The CRZ Notification 1991 was a specialised legal instrument for governing development activities throughout the coastal stretches. As a guiding document, the CRZ Notification remains relevant, particularly at this stage of rehabilitating the victims of the 2005 tsunami. The function of the notification as an environmental protocol for human actions in a sensitive region is evident from the principal legislation from which it draws its powers — the Environment (Protection) Act, 1986 and the relevant rules.
The Act substantially empowers the Government of India's Ministry of Environment and Forests (MoEF) to take actions “for the purpose of protecting and improving the quality of the environment and preventing, controlling and abating environmental pollution.” This includes the promulgation of specified notifications for the purpose.
The CRZ Notification is issued under Section 3(1) and Section 3(2)(v) of the Environment (Protection) Act, 1986. These clauses outline the powers of the central government to protect and improve the quality of the environment and take preventive measures to control and abate environmental pollution. This includes the power to delineate areas where anthropogenic activities can be regulated and restricted. The importance given to the notification is clear from the fact that considerable powers are vested with the agencies responsible for its implementation.
Attempts to dilute CRZ Notification
The Coastal Regulation Zone comprises the coastal stretches of seas, bays, estuaries, creeks, rivers and backwaters, which are influenced by tidal action (in the landward side) up to 500 metres from the HTL and the land between the LTL and the HTL. The 500-metre CRZ boundary is drawn at a radial distance (as the crow flies) uniformly from the HTL and runs parallel to the coast.
Yet another change: the 2011 Notification added provisions that degrade or dilute the powers of the National Coastal Zone Management Authority and States Coastal Managements Authority constituted under the Supreme Court of India's orders in 1996. This, the fisher people's lawyers contend, is in violation of the Supreme Court's verdict.

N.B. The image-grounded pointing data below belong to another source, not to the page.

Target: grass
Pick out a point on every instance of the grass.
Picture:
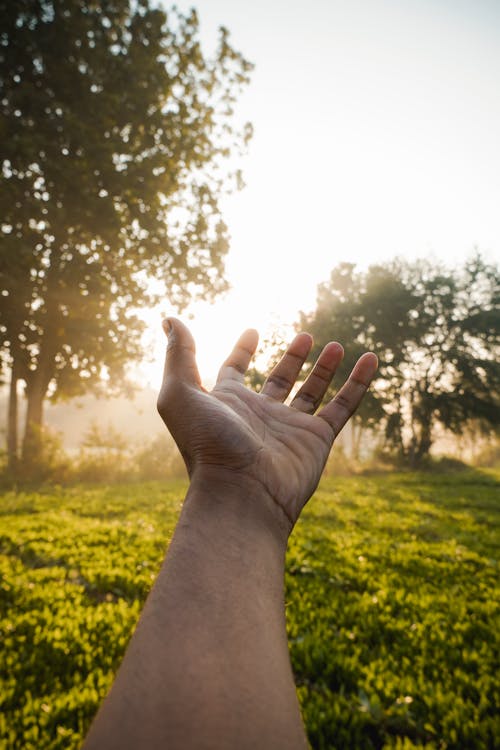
(392, 607)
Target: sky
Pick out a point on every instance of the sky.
(377, 129)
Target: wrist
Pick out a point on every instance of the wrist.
(234, 498)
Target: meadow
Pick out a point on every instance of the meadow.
(392, 607)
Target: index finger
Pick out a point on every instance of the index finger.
(341, 408)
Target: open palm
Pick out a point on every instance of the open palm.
(255, 435)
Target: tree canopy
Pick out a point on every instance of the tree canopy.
(115, 130)
(436, 332)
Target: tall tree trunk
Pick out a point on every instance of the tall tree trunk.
(34, 420)
(425, 441)
(12, 421)
(36, 389)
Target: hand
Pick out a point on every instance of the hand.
(237, 435)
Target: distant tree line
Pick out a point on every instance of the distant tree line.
(436, 332)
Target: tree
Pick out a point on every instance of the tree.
(436, 332)
(114, 129)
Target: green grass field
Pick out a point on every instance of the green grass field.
(392, 607)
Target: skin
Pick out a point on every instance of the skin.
(208, 665)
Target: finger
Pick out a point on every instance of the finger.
(180, 360)
(282, 378)
(310, 395)
(236, 365)
(347, 400)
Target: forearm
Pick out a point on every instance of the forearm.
(208, 666)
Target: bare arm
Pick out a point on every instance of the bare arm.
(208, 666)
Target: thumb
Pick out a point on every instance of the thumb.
(180, 361)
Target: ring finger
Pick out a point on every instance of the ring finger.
(310, 395)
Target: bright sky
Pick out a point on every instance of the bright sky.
(377, 129)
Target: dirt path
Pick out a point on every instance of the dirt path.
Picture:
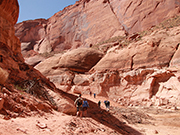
(118, 121)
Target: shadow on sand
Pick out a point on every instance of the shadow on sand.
(104, 117)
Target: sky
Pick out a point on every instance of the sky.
(35, 9)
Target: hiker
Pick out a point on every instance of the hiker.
(85, 107)
(78, 103)
(94, 95)
(107, 104)
(99, 103)
(90, 93)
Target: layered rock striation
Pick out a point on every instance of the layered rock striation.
(133, 71)
(23, 89)
(89, 22)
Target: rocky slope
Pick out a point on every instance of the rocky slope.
(24, 90)
(135, 69)
(89, 22)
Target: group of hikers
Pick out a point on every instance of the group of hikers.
(82, 106)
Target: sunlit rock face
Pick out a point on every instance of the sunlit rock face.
(89, 22)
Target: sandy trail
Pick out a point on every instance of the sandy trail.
(119, 120)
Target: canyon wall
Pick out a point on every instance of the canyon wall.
(23, 89)
(89, 22)
(136, 70)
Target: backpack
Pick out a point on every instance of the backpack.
(79, 102)
(85, 104)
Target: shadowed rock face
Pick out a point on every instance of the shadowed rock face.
(137, 74)
(88, 22)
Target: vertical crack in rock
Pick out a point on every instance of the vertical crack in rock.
(177, 46)
(137, 7)
(132, 63)
(124, 27)
(128, 7)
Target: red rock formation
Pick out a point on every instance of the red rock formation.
(136, 74)
(88, 22)
(17, 77)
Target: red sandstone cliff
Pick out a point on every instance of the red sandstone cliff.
(24, 90)
(134, 70)
(89, 22)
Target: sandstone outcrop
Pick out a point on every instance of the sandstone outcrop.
(144, 71)
(87, 23)
(80, 60)
(155, 50)
(24, 90)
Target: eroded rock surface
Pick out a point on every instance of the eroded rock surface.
(87, 23)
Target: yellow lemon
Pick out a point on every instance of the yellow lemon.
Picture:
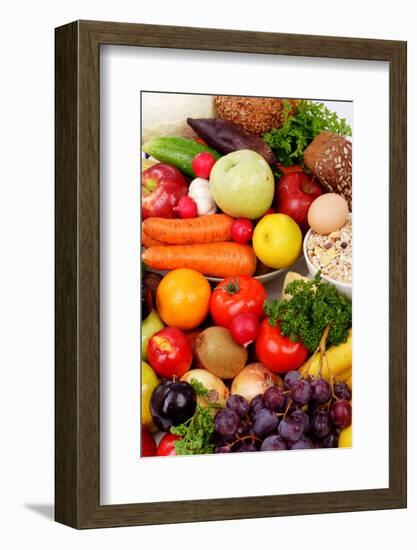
(345, 437)
(149, 383)
(277, 241)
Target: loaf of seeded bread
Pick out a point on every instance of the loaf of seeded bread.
(329, 158)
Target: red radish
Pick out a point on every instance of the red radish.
(148, 443)
(186, 208)
(244, 328)
(242, 230)
(199, 140)
(202, 164)
(166, 445)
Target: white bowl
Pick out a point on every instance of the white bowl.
(343, 288)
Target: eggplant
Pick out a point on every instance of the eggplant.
(225, 137)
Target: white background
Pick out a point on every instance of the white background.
(127, 479)
(26, 295)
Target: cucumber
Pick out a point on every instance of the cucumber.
(178, 151)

In the wake of the tsunami, the news media could sense the growing attempts to dilute the CRZ Notification 1991. The way rehabilitation was sought to be done gave enough indication that big business, real estate interests, hoteliers and the like had their own plans to enter the field in an aggressive way. In other words, the post-tsunami scenario was approached as an unprecedented opportunity to change the face of coastal India. Fisherfolk who could not be persuaded to vacate their houses were forced to accept houses in far off places. Hundreds of households were given houses in many places far away from the sea despite objections that it would be highly expensive for them to go to sea and back and that the shifting would affect their school-going children.
Today much of the press and television seems to treat real life problems and issues of mass deprivation such as these in disappointingly low key. This raises a key question for Indian journalism. Is informative, detailed, nuanced, and sensitive coverage of the conditions in which the losers in the development game live and work relevant only when a big crisis like a tsunami overwhelms them? Does the social responsibility of journalism mean that in normal times coverage of ‘rising India' can be wholly or mostly celebratory or ‘positive'? I should think not.